Adaptive Technology in the Library
One of the best things about public libraries is that they exist to provide access to everyone. Bookmobiles and extended hours are some examples of helping people meet their information needs. JAWS, Dragon, ZoomText, eReaders… What do these products have in common with a bookmobile? They are all methods libraries can utilize to make services available to more patrons. They are adaptive (or assistive) technology. Adaptive technology can be something incredibly complex, like software that reads the computer screen, or seemingly simple, like a magnifying glass. One of the ways we facilitate accessibility is by providing adaptive technology when and where we can.
Many adaptive technology products exist to enable computer use, which is becoming more and more essential to our everyday lives. A person may need to use a track-ball mouse or arm rests to be able to better navigate the Internet. A variety of software also exists to enable computer use. The JAWS screen reading software is an incredibly sophisticated and powerful program that allows people who are blind to more easily navigate the computer. ZoomText and MAGic are both screen magnifying software that increase the size of the screen, change the contrast of the images and text, change the look of the mouse cursor, and more. Dragon Naturally Speaking is a voice recognition software that types as you talk. These, or similar, products can be purchased for a specific computer for patrons to use. Without having to purchase special software, Windows and OSx both provide some accessibility features in their settings. Library staff simply have to learn how to enable them.

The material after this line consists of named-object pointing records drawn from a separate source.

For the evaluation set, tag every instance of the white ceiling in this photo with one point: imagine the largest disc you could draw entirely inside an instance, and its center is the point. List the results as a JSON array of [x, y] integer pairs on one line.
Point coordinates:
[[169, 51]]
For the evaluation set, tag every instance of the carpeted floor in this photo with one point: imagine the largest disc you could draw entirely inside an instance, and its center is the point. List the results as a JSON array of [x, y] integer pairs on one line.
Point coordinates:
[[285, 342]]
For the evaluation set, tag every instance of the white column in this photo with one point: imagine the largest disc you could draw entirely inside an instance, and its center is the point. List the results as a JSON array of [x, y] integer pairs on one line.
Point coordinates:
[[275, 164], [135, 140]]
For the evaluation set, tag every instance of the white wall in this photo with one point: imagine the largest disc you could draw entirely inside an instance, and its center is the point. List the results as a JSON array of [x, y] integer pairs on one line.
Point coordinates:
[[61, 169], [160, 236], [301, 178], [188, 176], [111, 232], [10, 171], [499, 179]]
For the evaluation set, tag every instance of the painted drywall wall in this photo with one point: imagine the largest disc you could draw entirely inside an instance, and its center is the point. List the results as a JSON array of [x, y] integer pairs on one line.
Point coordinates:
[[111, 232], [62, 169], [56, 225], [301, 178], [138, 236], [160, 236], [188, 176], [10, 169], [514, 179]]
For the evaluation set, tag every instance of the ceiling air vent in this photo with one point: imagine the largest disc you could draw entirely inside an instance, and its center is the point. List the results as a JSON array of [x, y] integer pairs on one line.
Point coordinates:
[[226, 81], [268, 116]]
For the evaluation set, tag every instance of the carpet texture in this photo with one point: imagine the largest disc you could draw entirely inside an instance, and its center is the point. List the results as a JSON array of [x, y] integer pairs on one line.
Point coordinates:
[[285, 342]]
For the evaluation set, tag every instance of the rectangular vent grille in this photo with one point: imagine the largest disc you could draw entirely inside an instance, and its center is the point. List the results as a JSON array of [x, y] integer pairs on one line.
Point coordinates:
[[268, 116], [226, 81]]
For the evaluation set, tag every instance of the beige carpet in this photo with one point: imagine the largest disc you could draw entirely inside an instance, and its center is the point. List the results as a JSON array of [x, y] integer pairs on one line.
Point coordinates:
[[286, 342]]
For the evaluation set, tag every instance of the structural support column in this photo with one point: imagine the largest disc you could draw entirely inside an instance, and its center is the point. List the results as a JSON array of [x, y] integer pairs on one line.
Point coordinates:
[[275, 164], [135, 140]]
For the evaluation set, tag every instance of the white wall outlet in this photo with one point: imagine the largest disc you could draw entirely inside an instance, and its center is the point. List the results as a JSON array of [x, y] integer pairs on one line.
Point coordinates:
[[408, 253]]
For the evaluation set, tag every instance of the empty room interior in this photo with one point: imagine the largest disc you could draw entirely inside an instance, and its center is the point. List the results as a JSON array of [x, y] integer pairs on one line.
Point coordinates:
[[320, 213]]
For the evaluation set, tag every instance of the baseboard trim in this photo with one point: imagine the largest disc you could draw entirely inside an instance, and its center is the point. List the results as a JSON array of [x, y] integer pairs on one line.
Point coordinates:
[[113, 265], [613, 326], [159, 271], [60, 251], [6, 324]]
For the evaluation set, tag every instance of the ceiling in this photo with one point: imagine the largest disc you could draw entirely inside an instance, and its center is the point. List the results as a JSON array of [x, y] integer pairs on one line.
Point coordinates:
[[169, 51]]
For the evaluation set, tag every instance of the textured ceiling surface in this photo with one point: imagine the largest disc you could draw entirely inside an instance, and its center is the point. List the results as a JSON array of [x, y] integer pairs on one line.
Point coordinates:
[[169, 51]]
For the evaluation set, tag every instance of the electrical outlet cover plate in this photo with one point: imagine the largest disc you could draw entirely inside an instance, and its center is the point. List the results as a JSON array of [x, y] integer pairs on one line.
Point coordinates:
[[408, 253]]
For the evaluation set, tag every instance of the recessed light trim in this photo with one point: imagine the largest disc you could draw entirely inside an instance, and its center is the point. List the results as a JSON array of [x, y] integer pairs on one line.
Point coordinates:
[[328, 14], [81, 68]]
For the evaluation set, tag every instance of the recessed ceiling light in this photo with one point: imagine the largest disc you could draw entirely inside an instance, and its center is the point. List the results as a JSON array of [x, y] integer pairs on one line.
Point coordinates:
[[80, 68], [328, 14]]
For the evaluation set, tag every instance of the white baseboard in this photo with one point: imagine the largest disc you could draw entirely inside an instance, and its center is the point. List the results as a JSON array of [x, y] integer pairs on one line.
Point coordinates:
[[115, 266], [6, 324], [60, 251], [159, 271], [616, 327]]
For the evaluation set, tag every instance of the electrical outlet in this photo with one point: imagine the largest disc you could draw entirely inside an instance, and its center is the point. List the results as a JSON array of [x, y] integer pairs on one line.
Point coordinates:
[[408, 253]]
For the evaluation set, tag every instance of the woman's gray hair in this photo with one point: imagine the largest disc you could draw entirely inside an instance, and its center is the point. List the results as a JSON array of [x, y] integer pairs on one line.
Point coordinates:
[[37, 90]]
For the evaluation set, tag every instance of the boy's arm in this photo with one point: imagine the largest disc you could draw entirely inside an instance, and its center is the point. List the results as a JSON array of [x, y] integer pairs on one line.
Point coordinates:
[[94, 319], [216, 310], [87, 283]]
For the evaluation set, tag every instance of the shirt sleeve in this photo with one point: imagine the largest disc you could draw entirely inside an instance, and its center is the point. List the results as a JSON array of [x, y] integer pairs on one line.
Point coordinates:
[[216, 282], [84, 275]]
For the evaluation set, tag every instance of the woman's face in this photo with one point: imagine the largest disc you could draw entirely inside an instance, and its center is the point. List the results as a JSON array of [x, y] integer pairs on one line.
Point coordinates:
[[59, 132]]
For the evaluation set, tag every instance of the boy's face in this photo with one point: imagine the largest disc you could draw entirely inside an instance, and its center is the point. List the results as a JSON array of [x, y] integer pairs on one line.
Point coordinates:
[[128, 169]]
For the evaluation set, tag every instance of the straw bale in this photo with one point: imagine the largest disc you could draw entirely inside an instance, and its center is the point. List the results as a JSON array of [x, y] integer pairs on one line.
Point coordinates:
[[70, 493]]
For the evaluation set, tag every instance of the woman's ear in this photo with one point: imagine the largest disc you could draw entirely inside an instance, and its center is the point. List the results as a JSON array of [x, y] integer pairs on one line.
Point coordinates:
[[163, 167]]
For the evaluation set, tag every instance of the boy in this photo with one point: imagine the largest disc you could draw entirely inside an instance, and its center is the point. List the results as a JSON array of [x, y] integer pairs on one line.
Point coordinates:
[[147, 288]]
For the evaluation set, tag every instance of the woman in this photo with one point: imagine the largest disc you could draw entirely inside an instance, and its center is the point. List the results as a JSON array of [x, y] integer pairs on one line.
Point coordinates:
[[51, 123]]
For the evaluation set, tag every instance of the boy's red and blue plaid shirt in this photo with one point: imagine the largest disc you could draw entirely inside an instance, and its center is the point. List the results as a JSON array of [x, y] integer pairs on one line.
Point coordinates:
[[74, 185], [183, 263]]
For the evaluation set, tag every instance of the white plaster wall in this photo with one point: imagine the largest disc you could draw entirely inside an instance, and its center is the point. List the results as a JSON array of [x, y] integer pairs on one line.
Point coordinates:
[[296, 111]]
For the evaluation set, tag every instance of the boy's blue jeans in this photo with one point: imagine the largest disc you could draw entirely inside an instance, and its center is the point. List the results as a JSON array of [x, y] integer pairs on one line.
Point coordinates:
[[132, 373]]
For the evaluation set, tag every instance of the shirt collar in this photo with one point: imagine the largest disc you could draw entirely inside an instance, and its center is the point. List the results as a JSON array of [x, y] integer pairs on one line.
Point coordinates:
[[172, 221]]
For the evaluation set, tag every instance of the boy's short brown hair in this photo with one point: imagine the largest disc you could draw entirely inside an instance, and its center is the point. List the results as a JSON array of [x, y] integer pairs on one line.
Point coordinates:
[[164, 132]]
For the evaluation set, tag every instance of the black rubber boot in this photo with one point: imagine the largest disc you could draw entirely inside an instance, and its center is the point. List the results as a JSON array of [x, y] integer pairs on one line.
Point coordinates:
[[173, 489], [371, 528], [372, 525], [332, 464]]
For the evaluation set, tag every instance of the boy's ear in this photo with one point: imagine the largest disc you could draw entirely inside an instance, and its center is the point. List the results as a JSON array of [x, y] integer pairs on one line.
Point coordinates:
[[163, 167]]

Other devices are available that can help patrons to more fully enjoy the library and all it has to offer. Libraries can offer a magnifying glass to help a person with low vision to more comfortably navigate the stacks and read the small call numbers, or maybe an electronic magnifier like the Maggie. A person who is hard of hearing might benefit from the library offering a Hearing Loop or some kind of transmitter at a program or in the meeting room. A motorized scooter can help a patron with a physical disability get around the library more easily. Some libraries check out small magnifiers that easily hook up to a television so that patrons can read their books more easily at home. Examples of these devices are the MonoMouse and the ezRead.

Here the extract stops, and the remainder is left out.